Joe (Thornton), involved in a high speed chase by a cop, nervously navigates the back wood Ozark roads with his small boy and wife Chrystal (Blount) at his side. It's hard to know exactly what is his crime (the viewer tends to think there might be quite a few), but this ends in the same sad fashion as many of these types of chases -- Chrystal's neck broken through the windshield, their child gone (presumed dead), and Joe carted off to jail for the next sixteen years.
Over time, Chrystal's mental condition erodes until only a shell of a woman remains. She is promiscuous with teens, can barely string together a sentence, and seems to care very little about moving forward. She always said that Joe was the one with the bad luck, but seeing her so traumatized, unable to find that needed healing, one has to wonder whether the bad luck was actually their bond.
Out of nowhere Joe's out of prison and back home. When she sees him she tells him it's still his place. She hasn't divorced him, there aren't even any papers drawn up, and if he wants her, he can have her, because it's nothing special anymore. She has been broken for so long that if Joe thinks he can find redemption here, he is sadly mistaken. He is a fool.
He finds work as a welder and begins to find a routine, but the past steadily creeps over his shoulder. Years ago he was known for selling the best weed. A local dealer, Snake (in a blitzkrieg performance by director McKinnon) tracks him down and makes a threat: if you intend to sell your stuff, you're selling your stuff through me. Joe has no desire to go back to breaking the law, but he's not going to be thugged around either. Between these two characters follows an incredibly real fist fight, and later one of the goofiest (again: real) shootouts one can fathom.
The film is about trauma, and a need for reconciliation, and it's about heartache and pain and the need for sorrow to just go away. Sometimes with sorrow, it's like: enough is enough. Any way I can get rid of you, even momentarily, sure, I'd be glad to do that. The mystery of their little boy, that child they lost that night in the woods, is a memory that haunts Joe and Chrystal every day. He is gone, and nothing can be done about it, and where he went is a mystery, and yeah Joe -- it's all your fault.
In this hostile, menacing place where only the strong survive and the cops can't be trusted, this feels like Flannery O'Connor, or maybe 2010's Winter's Bone. There are ruthless people to avoid and a harsh wilderness all around -- the ragged setting heaps another layer on Chrystal's misery.
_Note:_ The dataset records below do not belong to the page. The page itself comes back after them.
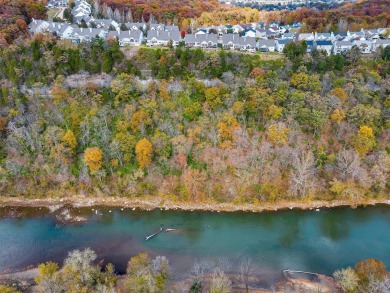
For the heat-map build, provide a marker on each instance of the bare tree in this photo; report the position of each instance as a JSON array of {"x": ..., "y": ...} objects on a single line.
[
  {"x": 220, "y": 283},
  {"x": 247, "y": 270},
  {"x": 96, "y": 7},
  {"x": 348, "y": 163},
  {"x": 193, "y": 24},
  {"x": 129, "y": 16},
  {"x": 302, "y": 173}
]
The incredible thing about this mournful little dirge is the symbolic redemption at the end of the misery. It's no happy ending, I'm not sure anyone here will live in happiness again. But a genuine stab at transformation seems to leap like a ghost from the Arkansas woods. And in more than one symbolic gesture we are reminded of why children grip our hearts and touch us so much:
A few quiet scenes of a little girl in the end give us pause at how precious childhood is. When we talk about wishing we were kids again, or think back to a time when things were innocent, we aren't just looking at some kid and hoping for her best, or even watching children's lives hoping they avoid all this pain. We're amazed at the thought of innocence itself, and that to a child, healing can come, and so quickly.
There is something necessary about watching babies and children, about remembering the beauty of inexperience. They remind us of safety, of purity -- of a place we'd like to go back to. They remind us that all is not lost.